In a large bowl, combine all the dried fruit, candied ginger and orange zest. Add the rum and stir to combine. Cover with plastic wrap and set aside at room temperature for 3 hours or overnight.
Preheat the oven to 325°F. Generously grease the mini loaf pans. Set aside.
In a stand mixer fitted with the paddle attachment, add the butter and granulated sugar. Turn the mixer to medium-high and mix until light and fluffy, 2-3 minutes.
Turn the mixer to low. One at a time, add the eggs, mixing until thoroughly combined. Then add in the vanilla. Use a spatula to scrape down the sides of the bowl.
Add the flour, baking powder, cinnamon, nutmeg, salt and cloves to the mixing bowl. Turn the mixer to medium-low speed and mix until just combined.
Remove the mixing bowl from the stand mixer. Using a spatula, fold in the slivered almonds and the dried fruit and rum mixture.

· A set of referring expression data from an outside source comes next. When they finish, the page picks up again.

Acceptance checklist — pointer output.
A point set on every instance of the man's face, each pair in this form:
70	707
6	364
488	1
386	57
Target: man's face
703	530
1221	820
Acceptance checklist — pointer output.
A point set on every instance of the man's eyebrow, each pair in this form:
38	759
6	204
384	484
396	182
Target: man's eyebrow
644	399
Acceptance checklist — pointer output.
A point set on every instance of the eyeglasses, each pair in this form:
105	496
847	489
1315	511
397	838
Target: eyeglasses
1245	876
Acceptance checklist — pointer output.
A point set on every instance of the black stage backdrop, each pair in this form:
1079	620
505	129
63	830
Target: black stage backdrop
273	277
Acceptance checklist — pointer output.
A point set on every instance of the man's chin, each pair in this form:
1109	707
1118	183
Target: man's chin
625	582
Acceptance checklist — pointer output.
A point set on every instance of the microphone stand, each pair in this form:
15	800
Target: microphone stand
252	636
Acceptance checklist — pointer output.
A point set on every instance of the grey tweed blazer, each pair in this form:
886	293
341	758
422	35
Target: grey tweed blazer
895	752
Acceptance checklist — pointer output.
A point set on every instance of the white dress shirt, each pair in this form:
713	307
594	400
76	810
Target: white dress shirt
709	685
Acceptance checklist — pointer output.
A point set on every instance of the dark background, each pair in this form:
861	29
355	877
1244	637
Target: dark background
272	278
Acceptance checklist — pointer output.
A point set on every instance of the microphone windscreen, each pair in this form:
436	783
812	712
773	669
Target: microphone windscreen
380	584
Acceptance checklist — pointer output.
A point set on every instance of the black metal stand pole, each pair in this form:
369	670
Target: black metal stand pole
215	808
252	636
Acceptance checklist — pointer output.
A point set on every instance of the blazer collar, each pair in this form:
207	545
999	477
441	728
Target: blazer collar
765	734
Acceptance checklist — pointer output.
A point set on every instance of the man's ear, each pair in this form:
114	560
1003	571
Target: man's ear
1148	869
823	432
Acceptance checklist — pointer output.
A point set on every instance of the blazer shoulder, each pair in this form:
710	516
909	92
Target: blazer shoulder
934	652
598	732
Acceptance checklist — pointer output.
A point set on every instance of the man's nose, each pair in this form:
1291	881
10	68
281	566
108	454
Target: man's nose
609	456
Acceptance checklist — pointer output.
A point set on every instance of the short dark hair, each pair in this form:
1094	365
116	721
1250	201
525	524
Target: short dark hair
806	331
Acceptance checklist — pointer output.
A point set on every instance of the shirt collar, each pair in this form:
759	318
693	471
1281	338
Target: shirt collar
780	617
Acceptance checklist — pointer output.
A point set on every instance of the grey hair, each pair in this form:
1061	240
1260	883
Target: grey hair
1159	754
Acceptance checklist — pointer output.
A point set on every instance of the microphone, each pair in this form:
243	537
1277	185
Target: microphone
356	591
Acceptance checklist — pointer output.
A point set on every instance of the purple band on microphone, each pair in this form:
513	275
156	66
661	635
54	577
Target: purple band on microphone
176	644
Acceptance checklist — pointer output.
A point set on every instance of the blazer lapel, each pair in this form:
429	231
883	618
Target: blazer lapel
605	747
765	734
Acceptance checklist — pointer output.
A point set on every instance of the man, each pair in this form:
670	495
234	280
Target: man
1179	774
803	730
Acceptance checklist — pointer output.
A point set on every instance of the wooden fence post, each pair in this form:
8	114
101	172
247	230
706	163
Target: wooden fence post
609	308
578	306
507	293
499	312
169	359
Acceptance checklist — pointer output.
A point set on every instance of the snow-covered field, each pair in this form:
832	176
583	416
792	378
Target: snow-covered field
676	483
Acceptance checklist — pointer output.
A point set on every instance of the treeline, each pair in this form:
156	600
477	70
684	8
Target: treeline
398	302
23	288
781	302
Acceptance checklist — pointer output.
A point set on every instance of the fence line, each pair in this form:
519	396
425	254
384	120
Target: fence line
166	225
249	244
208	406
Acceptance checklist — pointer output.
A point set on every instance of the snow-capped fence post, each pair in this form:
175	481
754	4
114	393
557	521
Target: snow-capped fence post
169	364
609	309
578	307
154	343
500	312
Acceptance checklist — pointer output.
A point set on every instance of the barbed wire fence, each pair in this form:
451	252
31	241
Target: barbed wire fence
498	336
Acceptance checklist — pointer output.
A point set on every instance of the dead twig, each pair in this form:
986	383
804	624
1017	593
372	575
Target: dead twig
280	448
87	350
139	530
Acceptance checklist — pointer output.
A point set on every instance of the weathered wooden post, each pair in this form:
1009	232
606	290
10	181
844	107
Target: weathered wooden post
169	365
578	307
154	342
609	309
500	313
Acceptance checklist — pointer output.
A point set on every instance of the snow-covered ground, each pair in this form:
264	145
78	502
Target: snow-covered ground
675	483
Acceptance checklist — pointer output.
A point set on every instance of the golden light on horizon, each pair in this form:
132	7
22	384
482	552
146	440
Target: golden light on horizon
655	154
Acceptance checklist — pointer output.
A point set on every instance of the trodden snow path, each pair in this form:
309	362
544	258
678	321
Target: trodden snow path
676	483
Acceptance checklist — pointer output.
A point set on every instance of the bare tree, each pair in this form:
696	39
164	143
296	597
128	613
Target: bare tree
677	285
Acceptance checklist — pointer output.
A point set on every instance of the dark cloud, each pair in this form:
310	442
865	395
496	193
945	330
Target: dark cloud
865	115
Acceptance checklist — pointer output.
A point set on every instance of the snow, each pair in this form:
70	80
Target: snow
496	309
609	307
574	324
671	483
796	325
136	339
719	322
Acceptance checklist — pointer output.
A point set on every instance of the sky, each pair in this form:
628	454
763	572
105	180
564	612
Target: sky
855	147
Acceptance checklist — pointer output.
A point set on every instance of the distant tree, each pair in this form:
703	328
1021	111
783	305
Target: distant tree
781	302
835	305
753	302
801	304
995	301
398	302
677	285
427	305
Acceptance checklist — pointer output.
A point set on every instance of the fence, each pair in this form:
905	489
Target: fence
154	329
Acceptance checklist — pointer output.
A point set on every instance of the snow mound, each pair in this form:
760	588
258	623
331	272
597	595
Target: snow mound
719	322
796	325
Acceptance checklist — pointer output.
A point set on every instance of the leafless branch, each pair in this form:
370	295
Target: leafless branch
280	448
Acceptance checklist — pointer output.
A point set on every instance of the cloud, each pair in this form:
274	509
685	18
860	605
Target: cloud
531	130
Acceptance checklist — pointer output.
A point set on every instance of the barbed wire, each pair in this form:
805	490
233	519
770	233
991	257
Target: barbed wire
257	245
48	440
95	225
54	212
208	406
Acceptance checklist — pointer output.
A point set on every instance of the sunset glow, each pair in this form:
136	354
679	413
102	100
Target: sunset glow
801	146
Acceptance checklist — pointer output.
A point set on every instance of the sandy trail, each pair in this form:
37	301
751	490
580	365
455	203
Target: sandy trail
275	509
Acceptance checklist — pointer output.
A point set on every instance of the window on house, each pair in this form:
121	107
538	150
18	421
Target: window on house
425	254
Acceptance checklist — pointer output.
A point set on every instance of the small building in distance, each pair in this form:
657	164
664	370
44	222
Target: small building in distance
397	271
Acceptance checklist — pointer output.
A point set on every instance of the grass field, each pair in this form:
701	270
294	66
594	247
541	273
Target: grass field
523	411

Pour the batter into the prepared pans and spread evenly. Place the cakes in the oven, evenly spacing them apart. Bake the fruitcakes until the tops are a rich golden brown and a knife inserted into the center comes out clean, 40-45 minutes.
Remove the cakes from the oven and set on a wire rack to cool for 20 minutes, and then run a knife around the edges of the pans to release the cakes. Invert the cakes onto a baking rack, then turn them right side up and set back on a baking rack with a pan set underneath.
Glaze
While the cake is baking, make the glaze. In a medium bowl add all on the ingredients. Whisk until smooth and then set aside.
Pour the glaze over the warm cakes so it drips down the sides. Allow the glaze to set before serving.